The water saver
It takes 14 million litres of irrigation water to produce six tonnes of Boro rice on one hectare of typical farmland in Bangladesh.
A farmer has to burn 250 litres of diesel to run a shallow pump, owned or hired, to irrigate this single hectare of paddy field.
If translated into minuscule unit, each kilogramme of rice reaches our plates from the farm at the expense of 3,500 litres of immensely valuable fresh water.
And one agronomist took it upon himself to see what difference he could make in terms of water conservation and saveBangladesh from an ecological disaster.
Irrigated-rice Boro contributes 55 percent of Bangladesh's nearly 35 million tonnes of yearly rice output and heavily sucks on a rapidly depleting groundwater.
Professor Moshiur Rahman, who teaches agronomy at Bangladesh Agricultural University (BAU) in Mymensingh, negated the notion that rice in dry season has to grow in puddle condition, soaked field and in standing water.
Moshiur wanted to challenge the notion and began with an on-campus experiment back in 2006-07. In the last 10 years, Moshiur reached out to plots of many farmers in six rice-rich districts, and today he is ready to show the results -- rice can be grown using less than half the irrigation water in Boro season.

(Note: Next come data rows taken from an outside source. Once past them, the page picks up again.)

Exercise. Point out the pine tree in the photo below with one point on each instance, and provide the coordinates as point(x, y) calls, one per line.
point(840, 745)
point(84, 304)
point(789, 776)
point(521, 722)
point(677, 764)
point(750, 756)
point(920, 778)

“What we'll do, we'll not grow seedlings in the nursery and we'll save water there. We'll directly sow in the dry field by ploughing furrows and no need to puddle or soak the field with water, thereby save some water as well. We'll only keep standing water in the paddy field during the period between panicle initiation and grain-filling and that's it,” Moshiur, who received a doctorate from New Zealand's Lincoln University, explained to The Daily Star.
In the direct-seeded Boro rice technology, Prof Moshiur said, what farmers would require to do is keeping the seeds soaked in water for 24 hours and then incubate the soaked seeds for another 30 to 40 hours prior to sowing in the paddy field.
From the results of his experiments with the direct-seeded rice technology in Rajshahi, Rangpur, Dinajpur, Tangail, Netrokona and Mymensingh over the last 10 years, Moshiur showed statistical evidence that in the most conservative estimate, 50 percent less water was required for growing rice with equally productive yield.
The Ministry of Agriculture (MoA), which has been under pressure for overexploitation of groundwater in irrigation and has long been on the lookout for alternatives, felt relieved at the initial news of Moshiur and his team's success in developing water-conserving Boro production technology.
The MoA has now showed a great deal of interest in listening to Prof Moshiur and to give the direct-seeded technology a try. Agriculture Minister Matia Chowdhury would be listening to him, as Moshiur has been invited to give a presentation on the water-saving rice production technology before a scientific audience in the city today.
As this correspondent met the BAU professor yesterday, Moshiur asserted if a large part of the country's nearly five million hectares of Boro land is brought under the direct-seeded rice cultivation system, it would save a lot of water, an overwhelming 90 percent of which are now drawn from the fast-depleting groundwater.
“It's going to be a great cost-saver too. Over 1.6 million privately-operated shallow tube wells as well as some public sector-run deep tube wells together consume 10 million litres of diesel and a 1,000 megawatts of electricity a day during peak Boro season. We can expect straightaway halving the volume of diesel and power consumption for irrigation purpose,” hoped Prof Moshiur.
Around 88 percent of total fresh water is used for agriculture in the country and rice production accounts for 73 percent of that water. The UN Food and Agriculture Organisation (FAO) stated in a report, “In some parts of the country, particularly the Barind Tracts in the northwest region, there are already symptoms of deterioration in the natural hydrological regime. Declining groundwater levels have affected water quality causing it to affect soils, the growth of agricultural crops, flora and fauna and to increase health hazards.”